Giuseppe tirou o braço de cima dos olhos e ergueu levemente a cabeça do travesseiro que estava apoiado, apenas para encarar o loiro à sua frente.

- Não sei do que está falando. Não tenho interesse em nenhuma das duas.

- A outros pode enganar, mas a mim não. Notei seus olhares para a moça hoje durante o passeio.

- Anda vendo coisas demais, Graham.

- Notei também que ela o olhava com reprovação. - Continuou, enquanto caminhava pelo quarto, arrumando as coisas - Então creio que já tiveram um momento de desentendimento.

- Ela já chegou aqui com aquela expressão de desaprovação. Por que acha que fiz algo?

- Porque o conheço o suficiente para saber que adora provocar as pessoas. Em especial damas. - Graham riu, balançando a cabeça, e completou - Ela me lembra Cassandra.

Giuseppe não gostou nada daquela última frase, se levantou em um salto e em poucos passos, estava de frente para o amigo, o encarando com seriedade e ralhando, entredentes:

- Nunca mais, cometa o erro de comparar Cassandra a senhorita Black. Cassandra não pode ser comparada a ninguém!

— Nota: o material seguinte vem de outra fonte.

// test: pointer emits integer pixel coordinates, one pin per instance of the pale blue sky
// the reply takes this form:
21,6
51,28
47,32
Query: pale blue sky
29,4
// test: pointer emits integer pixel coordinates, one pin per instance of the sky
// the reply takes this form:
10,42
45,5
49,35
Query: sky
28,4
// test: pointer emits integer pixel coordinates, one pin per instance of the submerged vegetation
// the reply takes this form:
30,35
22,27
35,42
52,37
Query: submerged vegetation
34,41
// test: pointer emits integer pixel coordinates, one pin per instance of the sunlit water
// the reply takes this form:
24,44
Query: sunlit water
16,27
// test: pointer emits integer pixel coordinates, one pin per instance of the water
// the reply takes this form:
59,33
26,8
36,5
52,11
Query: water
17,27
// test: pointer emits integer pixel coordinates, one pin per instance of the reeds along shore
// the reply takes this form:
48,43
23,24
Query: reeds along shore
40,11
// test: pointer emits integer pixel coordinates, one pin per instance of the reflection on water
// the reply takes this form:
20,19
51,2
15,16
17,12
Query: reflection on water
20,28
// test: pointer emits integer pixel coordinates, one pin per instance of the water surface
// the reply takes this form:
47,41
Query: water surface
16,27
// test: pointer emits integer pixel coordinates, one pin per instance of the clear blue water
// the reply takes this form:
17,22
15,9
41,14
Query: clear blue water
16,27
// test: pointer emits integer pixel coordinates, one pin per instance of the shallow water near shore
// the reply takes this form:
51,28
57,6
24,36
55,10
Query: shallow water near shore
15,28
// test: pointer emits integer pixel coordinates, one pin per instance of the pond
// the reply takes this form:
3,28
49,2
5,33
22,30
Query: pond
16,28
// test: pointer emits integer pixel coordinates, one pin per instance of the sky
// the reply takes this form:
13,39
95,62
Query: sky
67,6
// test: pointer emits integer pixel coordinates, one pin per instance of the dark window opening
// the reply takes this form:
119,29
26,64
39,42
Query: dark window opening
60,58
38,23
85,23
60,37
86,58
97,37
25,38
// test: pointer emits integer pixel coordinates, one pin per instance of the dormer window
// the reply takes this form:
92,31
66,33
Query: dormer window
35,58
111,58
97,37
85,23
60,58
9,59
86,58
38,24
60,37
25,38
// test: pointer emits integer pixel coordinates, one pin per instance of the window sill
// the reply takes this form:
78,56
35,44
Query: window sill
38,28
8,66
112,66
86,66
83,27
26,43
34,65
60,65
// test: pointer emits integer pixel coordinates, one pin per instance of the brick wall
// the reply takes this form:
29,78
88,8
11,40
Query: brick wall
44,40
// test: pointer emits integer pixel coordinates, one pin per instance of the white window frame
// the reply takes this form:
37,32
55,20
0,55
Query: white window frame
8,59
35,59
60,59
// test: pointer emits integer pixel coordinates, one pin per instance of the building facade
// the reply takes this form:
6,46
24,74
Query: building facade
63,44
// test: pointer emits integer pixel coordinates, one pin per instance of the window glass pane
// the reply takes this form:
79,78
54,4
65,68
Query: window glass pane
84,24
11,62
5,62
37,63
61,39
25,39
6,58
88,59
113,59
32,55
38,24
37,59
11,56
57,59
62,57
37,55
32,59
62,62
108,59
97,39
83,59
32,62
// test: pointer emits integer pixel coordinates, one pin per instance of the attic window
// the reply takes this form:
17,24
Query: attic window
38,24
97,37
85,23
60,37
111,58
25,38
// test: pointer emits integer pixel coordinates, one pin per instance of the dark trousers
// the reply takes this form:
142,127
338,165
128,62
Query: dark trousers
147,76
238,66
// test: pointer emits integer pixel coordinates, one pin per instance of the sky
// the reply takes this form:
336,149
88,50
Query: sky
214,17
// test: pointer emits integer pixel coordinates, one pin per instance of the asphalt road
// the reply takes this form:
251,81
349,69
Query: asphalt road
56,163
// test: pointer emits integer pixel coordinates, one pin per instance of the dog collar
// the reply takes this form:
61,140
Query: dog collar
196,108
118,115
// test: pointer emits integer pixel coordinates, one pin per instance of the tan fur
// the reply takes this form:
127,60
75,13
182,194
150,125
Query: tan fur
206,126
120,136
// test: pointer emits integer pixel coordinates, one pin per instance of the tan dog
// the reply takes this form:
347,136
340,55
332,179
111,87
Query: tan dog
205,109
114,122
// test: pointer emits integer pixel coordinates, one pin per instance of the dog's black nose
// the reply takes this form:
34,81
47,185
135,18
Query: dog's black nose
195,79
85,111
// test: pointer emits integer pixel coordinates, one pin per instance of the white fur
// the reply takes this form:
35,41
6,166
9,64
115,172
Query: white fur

Com toda a calma que possuía, Graham encarou o amigo de perto e respondeu calmamente:

- Eu disse que ela me lembrava minha irmã, não que era igual. Se eu não me ofendi, você tampouco tem o direito de fazê-lo. Pare de descontar suas frustrações em pessoas inocentes, ninguém aqui teve culpa do que aconteceu e sofremos tanto quanto você. Por isso peço que, por favor, não aja e não torne a rosnar para mim como um cão raivoso. Minha intenção nunca foi ofendê-lo... Majestade. Se me dá licença, preciso terminar minhas outras obrigações.

Giuseppe permaneceu parado no meio do quarto, absorvendo as palavras de Graham, imaginando o quanto havia sido um completo idiota. Saiu do quarto à procura do amigo, a fim de lhe pedir desculpas por ser um amargurado, andou por todo o palácio, mas não via sinal de Graham, ele era rápido quando queria desaparecer. Ótimo em se esconder e melhor ainda em fingir, se não o conhecesse bem, Giuseppe arriscaria dizer que ele seria um excelente criminoso.